Pistorius pleaded not guilty to murder and to three minor charges involving the alleged discharge of a gun in a restaurant and out of a car sunroof, as well as the illegal possession of ammunition.

Pistorius gained international fame when he became the first double amputee to compete in the Olympic Games in 2012. His trial, the first to be telecast live in South Africa, fascinated the country with thousands commenting daily on Twitter, some convinced of the athlete’s innocence, others arguing he was guilty.

South Africa has no jury system. Masipa weighed the evidence and reached her verdict with the help of two assistants, called assessors. The judge had the last say on questions of law, while the decision of the majority held sway on questions of fact.

According to Pistorius, Steenkamp got up in the middle of the night without his noticing. He heard a noise in the bathroom and was convinced there was an intruder inside. Thinking Steenkamp was still in bed, he grabbed a gun, screamed at her to call the police, approached the bathroom and fired the shots that killed her.

During the trial, Pistorius at times retched and vomited as the court heard testimony on Steenkamp’s horrific injuries, including a massive head wound, a shattered hip, broken arm and a hand injury.

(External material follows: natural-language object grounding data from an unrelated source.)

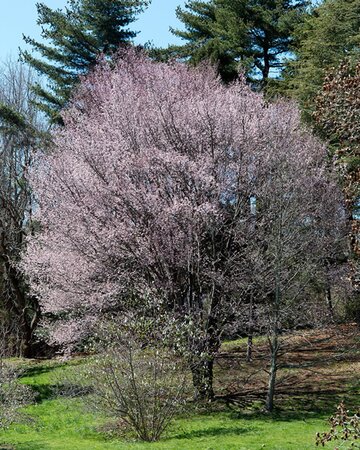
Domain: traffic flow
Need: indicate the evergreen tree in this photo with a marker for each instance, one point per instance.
(329, 34)
(76, 36)
(253, 35)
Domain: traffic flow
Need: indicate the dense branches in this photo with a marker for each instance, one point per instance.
(76, 36)
(147, 199)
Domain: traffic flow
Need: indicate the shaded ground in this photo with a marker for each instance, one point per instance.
(317, 369)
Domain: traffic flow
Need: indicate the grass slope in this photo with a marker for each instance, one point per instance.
(317, 371)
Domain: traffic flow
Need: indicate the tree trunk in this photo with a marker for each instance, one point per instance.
(329, 302)
(202, 375)
(250, 330)
(274, 347)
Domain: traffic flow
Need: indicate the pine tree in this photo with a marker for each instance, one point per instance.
(252, 35)
(328, 35)
(76, 36)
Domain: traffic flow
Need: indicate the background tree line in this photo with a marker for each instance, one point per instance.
(283, 48)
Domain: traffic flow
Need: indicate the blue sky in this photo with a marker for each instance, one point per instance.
(18, 17)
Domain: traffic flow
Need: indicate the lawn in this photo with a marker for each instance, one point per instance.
(318, 370)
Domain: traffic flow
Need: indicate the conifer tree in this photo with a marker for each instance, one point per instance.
(328, 35)
(75, 36)
(235, 34)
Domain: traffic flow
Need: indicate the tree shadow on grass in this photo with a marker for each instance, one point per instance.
(32, 445)
(214, 432)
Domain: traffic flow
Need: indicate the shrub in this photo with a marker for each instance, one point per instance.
(344, 427)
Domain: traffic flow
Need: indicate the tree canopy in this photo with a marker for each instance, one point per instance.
(237, 34)
(74, 39)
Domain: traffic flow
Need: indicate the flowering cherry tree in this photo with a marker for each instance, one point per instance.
(147, 198)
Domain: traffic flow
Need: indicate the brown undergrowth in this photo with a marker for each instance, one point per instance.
(317, 369)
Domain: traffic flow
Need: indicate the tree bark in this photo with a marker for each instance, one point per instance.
(274, 347)
(202, 375)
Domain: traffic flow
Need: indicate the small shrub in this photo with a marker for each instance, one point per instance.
(142, 387)
(345, 428)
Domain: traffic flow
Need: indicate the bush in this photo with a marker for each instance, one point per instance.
(143, 387)
(344, 427)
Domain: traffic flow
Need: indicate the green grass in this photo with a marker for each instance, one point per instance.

At other times, he wept loudly, slumped with his head in his hands, or covered his ears. But for most of the trial, he sat still, often taking notes and occasionally passing them to his legal team.

Prosecutor Gerrie Nel adopted an aggressive approach, demanding that Pistorius “take responsibility” for the killing, as he showed the court a graphic photograph of Steenkamp’s head injuries.

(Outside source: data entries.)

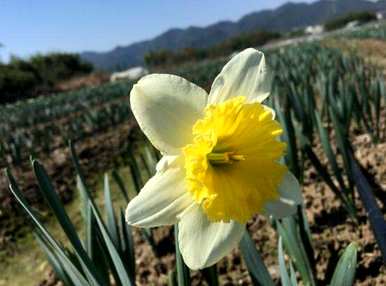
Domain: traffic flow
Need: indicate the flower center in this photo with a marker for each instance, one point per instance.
(232, 167)
(224, 158)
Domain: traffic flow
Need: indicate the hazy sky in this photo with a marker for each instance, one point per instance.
(30, 26)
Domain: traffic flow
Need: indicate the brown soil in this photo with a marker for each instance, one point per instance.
(331, 232)
(107, 147)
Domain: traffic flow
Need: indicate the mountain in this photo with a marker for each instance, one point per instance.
(285, 18)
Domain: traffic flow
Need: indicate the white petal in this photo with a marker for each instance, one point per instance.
(166, 107)
(203, 243)
(160, 201)
(246, 75)
(290, 198)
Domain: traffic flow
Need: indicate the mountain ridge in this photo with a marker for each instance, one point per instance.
(285, 18)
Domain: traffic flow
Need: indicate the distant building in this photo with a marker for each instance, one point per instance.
(314, 30)
(130, 74)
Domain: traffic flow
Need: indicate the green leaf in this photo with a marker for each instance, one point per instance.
(284, 277)
(255, 265)
(345, 270)
(183, 272)
(113, 252)
(112, 225)
(73, 273)
(128, 245)
(210, 275)
(54, 202)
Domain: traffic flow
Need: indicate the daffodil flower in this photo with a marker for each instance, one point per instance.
(221, 158)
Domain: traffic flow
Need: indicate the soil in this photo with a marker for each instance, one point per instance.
(332, 230)
(107, 147)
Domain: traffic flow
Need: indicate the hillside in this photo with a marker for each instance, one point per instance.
(285, 18)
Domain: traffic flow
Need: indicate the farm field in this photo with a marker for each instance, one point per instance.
(330, 98)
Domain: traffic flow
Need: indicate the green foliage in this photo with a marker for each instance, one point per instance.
(345, 270)
(21, 79)
(32, 126)
(340, 22)
(105, 254)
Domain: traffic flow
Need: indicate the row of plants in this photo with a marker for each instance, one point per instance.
(45, 123)
(371, 31)
(322, 98)
(105, 254)
(24, 78)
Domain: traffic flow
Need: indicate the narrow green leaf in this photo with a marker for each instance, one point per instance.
(183, 272)
(73, 273)
(345, 270)
(54, 202)
(284, 277)
(211, 276)
(111, 224)
(113, 252)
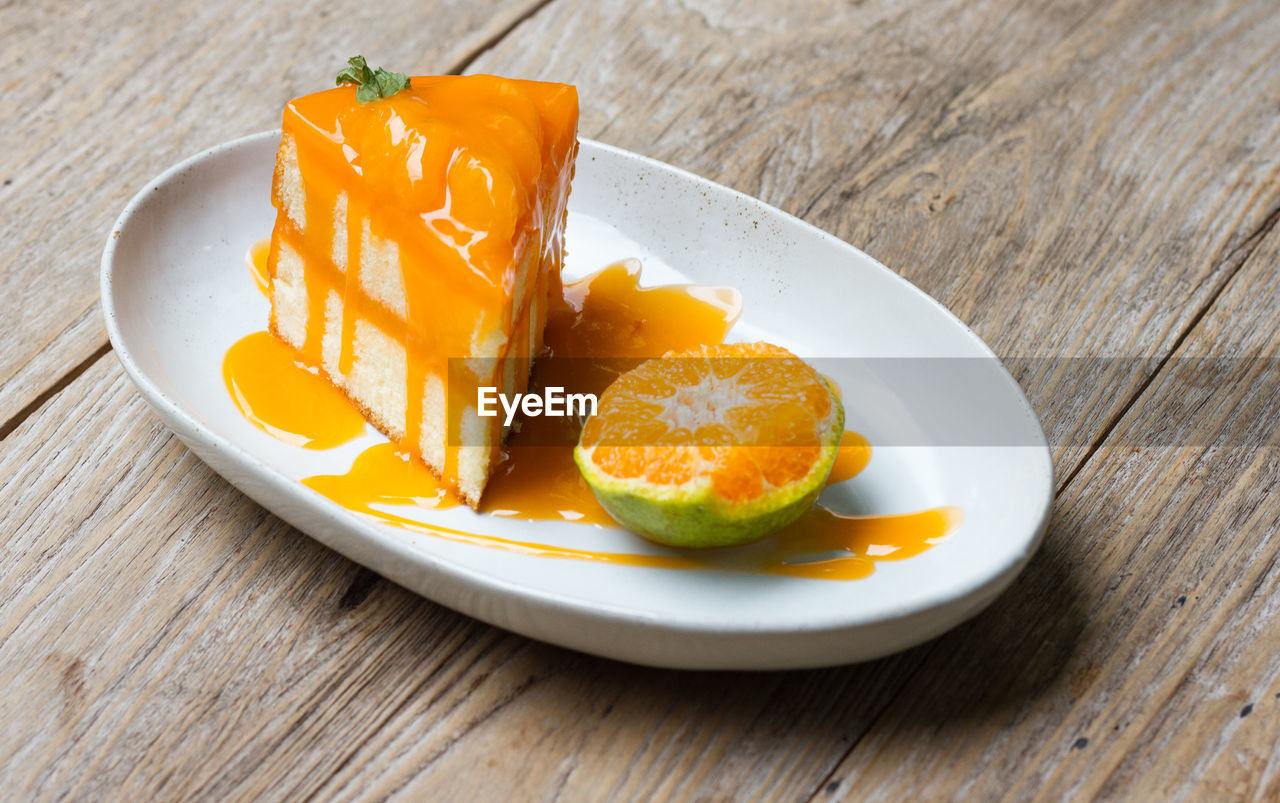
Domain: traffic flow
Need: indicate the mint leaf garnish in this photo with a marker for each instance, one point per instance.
(371, 83)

He portrayed the athlete as self-obsessed, reckless and quick to anger. He played a video in which Pistorius fired shots into a watermelon, describing it as “softer than brain” and calling the bullet a “zombie-stopper,” as friends laughed uproariously.

The defense portrayed Pistorius as sensitive, highly fearful and anxious.

The court heard that Pistorius’ mother used to sleep with a gun under her pillow and raised her children to be extremely afraid of crime. The court also heard that Pistorius was taking anti-depressants and had a sleep disorder, but a psychiatric assessment ordered by Masipa found that he did not suffer from a mental disorder that would prevent him from understanding right and wrong.

According to the defense case, Pistorius was deeply in love with Steenkamp, and she with him. Numerous loving What’s App messages were read to the court, with pet names like Baba and Angel, and kisses.

The prosecution focused on another message from Steenkamp to Pistorius after an argument weeks before the killing: “I’m scared of you sometimes and how you snap at me and how you will react to me,” the message said.